A CTE is defined using the WITH keyword followed by a comma-separated list of subqueries, each of which defines a named result set that can be used in subsequent queries. The syntax for a CTE is as follows:

WITH cte_name AS (
    subquery
)
SELECT ...

In this syntax, cte_name is the name of the CTE, and subquery is the subquery that defines the result set. The CTE can then be referenced in subsequent queries as if it were a table or view.

CTEs are particularly useful when working with complex queries that involve multiple levels of subqueries, as they allow you to break down the query into smaller, more manageable pieces that are easier to understand and debug. Additionally, CTEs can help improve query performance by allowing the database to optimize and cache the results of subqueries, reducing the number of times they need to be executed.

Polars supports Common Table Expressions (CTEs) using the WITH clause in SQL syntax.
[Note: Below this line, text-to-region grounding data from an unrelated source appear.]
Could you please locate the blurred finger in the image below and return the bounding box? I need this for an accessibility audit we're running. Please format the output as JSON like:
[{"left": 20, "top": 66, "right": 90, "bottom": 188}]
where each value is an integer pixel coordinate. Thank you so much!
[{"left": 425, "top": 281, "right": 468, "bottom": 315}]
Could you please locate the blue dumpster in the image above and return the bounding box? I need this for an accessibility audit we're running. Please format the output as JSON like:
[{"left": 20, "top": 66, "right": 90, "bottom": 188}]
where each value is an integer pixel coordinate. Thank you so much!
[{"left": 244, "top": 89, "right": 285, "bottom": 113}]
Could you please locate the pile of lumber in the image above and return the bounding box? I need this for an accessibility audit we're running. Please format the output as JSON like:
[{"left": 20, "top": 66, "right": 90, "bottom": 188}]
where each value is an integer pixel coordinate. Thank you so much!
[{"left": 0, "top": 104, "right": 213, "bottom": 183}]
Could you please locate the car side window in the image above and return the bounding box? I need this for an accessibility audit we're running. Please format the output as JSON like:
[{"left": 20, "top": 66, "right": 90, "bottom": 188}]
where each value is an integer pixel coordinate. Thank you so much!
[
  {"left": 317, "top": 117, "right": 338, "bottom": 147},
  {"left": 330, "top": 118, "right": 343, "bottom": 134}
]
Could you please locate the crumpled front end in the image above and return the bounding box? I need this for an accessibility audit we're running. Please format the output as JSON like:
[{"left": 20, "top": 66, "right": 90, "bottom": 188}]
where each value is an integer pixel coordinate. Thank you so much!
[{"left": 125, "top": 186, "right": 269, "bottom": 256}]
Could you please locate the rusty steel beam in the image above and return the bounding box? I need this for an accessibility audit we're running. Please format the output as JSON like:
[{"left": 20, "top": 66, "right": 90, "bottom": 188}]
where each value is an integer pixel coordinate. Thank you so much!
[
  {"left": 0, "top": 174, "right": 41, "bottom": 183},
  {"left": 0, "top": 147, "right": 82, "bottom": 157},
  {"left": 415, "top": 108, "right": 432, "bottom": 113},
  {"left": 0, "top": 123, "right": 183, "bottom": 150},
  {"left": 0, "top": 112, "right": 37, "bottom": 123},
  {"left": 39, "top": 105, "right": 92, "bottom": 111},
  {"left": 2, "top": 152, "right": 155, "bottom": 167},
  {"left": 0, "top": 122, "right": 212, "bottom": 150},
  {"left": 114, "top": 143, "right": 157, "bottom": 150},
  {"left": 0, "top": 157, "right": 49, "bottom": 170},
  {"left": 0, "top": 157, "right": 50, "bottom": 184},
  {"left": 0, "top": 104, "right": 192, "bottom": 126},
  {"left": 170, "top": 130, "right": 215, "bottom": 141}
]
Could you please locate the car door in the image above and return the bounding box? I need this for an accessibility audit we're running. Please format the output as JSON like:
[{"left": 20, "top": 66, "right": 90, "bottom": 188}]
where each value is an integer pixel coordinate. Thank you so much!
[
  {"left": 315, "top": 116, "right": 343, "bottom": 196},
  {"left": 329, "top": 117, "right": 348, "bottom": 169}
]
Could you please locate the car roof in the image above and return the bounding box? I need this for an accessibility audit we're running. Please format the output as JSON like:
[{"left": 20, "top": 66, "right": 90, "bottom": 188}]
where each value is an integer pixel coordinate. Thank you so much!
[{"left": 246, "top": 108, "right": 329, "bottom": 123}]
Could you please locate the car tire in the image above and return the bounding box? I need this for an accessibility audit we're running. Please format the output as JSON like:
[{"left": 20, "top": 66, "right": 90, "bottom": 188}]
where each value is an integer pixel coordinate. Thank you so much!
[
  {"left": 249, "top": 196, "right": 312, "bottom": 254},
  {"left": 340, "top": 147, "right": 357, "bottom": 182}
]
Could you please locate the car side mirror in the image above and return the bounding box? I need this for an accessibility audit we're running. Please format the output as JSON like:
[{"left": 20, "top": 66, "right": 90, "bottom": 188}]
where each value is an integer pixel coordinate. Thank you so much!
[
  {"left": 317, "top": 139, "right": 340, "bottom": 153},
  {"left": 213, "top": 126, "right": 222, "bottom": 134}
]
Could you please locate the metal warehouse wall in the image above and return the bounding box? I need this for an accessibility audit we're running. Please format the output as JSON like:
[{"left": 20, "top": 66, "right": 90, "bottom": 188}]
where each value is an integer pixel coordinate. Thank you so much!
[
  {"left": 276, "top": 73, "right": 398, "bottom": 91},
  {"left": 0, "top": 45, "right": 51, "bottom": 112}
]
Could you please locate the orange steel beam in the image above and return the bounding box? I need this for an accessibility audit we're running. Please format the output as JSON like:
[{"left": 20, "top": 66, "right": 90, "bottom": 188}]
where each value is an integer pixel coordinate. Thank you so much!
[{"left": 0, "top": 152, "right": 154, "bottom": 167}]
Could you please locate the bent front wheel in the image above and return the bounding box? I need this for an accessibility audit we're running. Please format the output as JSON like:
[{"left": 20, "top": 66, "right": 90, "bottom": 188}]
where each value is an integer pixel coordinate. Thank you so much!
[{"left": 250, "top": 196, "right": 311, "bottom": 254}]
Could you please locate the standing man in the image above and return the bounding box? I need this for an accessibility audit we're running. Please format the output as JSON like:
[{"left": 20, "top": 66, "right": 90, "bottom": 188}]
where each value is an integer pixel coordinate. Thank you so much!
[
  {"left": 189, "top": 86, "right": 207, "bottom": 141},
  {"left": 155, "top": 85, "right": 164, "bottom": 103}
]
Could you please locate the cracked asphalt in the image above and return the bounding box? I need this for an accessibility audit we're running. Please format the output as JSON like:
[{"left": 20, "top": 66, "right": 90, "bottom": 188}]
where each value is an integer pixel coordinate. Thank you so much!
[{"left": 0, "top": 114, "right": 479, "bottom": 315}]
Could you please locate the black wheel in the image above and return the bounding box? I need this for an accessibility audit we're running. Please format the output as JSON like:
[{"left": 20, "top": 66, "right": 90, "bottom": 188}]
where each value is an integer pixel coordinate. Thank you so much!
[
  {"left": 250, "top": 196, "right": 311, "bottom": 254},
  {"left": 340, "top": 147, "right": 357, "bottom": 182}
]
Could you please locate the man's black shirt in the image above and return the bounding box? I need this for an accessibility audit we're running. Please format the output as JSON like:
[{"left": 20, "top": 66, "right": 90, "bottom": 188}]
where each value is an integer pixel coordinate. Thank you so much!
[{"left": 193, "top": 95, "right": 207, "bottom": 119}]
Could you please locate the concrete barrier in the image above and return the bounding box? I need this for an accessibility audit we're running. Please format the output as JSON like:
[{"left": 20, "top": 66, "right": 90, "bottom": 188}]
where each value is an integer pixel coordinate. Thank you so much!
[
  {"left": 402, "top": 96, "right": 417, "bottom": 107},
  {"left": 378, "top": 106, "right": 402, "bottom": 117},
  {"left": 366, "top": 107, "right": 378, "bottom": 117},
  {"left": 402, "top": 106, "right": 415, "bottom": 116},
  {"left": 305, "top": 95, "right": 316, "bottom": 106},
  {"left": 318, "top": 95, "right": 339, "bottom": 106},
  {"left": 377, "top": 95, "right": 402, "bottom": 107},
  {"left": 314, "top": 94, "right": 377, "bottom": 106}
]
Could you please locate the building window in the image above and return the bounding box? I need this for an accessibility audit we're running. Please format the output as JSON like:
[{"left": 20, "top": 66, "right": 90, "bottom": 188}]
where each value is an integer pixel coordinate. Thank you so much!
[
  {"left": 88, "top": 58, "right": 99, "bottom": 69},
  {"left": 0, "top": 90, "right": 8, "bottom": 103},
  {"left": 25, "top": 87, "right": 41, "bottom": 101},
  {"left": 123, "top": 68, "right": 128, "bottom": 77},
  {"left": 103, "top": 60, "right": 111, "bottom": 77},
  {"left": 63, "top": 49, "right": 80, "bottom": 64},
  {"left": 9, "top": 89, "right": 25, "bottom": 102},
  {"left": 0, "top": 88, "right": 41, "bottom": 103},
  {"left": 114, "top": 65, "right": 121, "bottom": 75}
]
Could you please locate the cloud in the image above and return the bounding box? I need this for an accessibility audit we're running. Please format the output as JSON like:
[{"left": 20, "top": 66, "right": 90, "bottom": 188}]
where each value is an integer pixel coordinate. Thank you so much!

Below is an example

register · execute

ctx = pl.SQLContext()
df = pl.LazyFrame(
    {"name": ["Alice", "Bob", "Charlie", "David"], "age": [25, 30, 35, 40]}
)
ctx.register("my_table", df)

result = ctx.execute(
    """
    WITH older_people AS (
        SELECT * FROM my_table WHERE age > 30
    )
    SELECT * FROM older_people WHERE STARTS_WITH(name,'C')
""",
    eager=True,
)

print(result)

shape: (1, 2)
┌─────────┬─────┐
│ name    ┆ age │
│ ---     ┆ --- │
│ str     ┆ i64 │
╞═════════╪═════╡
│ Charlie ┆ 35  │
└─────────┴─────┘

In this example, we use the execute() method of the SQLContext to execute a SQL query that includes a CTE. The CTE selects all rows from the my_table LazyFrame where the age column is greater than 30 and gives it the alias older_people. We then execute a second SQL query that selects all rows from the older_people CTE where the name column starts with the letter 'C'.